Pour l’année 2020, 312 organes de la presse privée mauritanienne ont bénéficié des 213 millions MRO (plus de 500.000 Euros) du Fonds d’Aide publique à la presse privée’’. Une goutte d’eau dans un océan de problèmes’’, en raison de la modicité de l’enveloppe.
385 Organes avaient postulé à cette aide (245 sites électroniques, 105 journaux papiers, 8 établissements audiovisuels (chaines de télévisions et Radios) et 27 associations de presse. 73 dossiers ont été rejetés pour non-conformité aux critères d’éligibilité. Ce qui a suscité le courroux des exclus.
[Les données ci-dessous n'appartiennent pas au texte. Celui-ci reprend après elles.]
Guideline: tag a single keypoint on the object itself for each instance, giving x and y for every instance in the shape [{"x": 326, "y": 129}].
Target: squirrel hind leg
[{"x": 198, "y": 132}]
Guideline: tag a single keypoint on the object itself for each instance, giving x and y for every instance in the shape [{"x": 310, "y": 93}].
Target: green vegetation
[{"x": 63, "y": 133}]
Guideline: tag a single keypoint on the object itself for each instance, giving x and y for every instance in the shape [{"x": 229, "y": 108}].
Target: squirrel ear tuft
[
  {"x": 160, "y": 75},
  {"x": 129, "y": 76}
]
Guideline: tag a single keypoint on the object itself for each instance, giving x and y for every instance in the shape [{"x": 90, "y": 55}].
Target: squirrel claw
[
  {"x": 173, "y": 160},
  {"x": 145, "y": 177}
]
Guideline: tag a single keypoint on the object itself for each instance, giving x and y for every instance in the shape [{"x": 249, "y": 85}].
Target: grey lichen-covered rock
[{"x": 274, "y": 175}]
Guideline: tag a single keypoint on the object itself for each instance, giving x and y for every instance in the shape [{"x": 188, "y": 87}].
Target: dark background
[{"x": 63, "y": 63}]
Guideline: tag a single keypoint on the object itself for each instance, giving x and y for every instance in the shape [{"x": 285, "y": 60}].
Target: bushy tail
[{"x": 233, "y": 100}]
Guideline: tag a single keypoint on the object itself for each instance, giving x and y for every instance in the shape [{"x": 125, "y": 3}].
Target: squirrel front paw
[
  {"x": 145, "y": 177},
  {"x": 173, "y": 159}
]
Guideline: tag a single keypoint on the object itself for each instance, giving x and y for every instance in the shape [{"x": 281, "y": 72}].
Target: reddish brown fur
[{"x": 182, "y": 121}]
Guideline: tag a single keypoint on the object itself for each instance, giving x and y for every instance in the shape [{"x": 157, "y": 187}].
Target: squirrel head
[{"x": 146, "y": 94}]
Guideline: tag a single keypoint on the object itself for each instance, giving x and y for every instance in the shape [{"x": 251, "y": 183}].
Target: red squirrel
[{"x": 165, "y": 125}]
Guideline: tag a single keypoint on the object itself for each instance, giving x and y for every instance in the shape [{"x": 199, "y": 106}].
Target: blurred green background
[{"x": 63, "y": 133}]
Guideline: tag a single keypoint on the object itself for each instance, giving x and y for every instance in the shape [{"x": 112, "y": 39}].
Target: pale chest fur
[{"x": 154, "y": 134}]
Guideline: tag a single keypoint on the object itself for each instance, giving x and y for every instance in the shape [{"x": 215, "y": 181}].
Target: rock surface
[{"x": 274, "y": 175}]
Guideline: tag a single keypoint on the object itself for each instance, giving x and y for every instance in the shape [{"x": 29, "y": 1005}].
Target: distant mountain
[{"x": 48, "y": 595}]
La MFWA se joint aux organes de presse exclus du Fonds d’Aide à la presse public pour demander que tous les médias détenteurs du récépissé requis soient prises en compte dans la répartition, et ce, en raison de la situation d’urgence créée la covid-19 qui n’épargne aucun secteur.
La MFWA salue l’engagement du ministère de la Culture de prendre en charge 85% des coûts d’impression des journaux privés auprès de l’Imprimerie Nationale pour les journaux, un geste qui a permis aux journaux papier de reprendre la parution.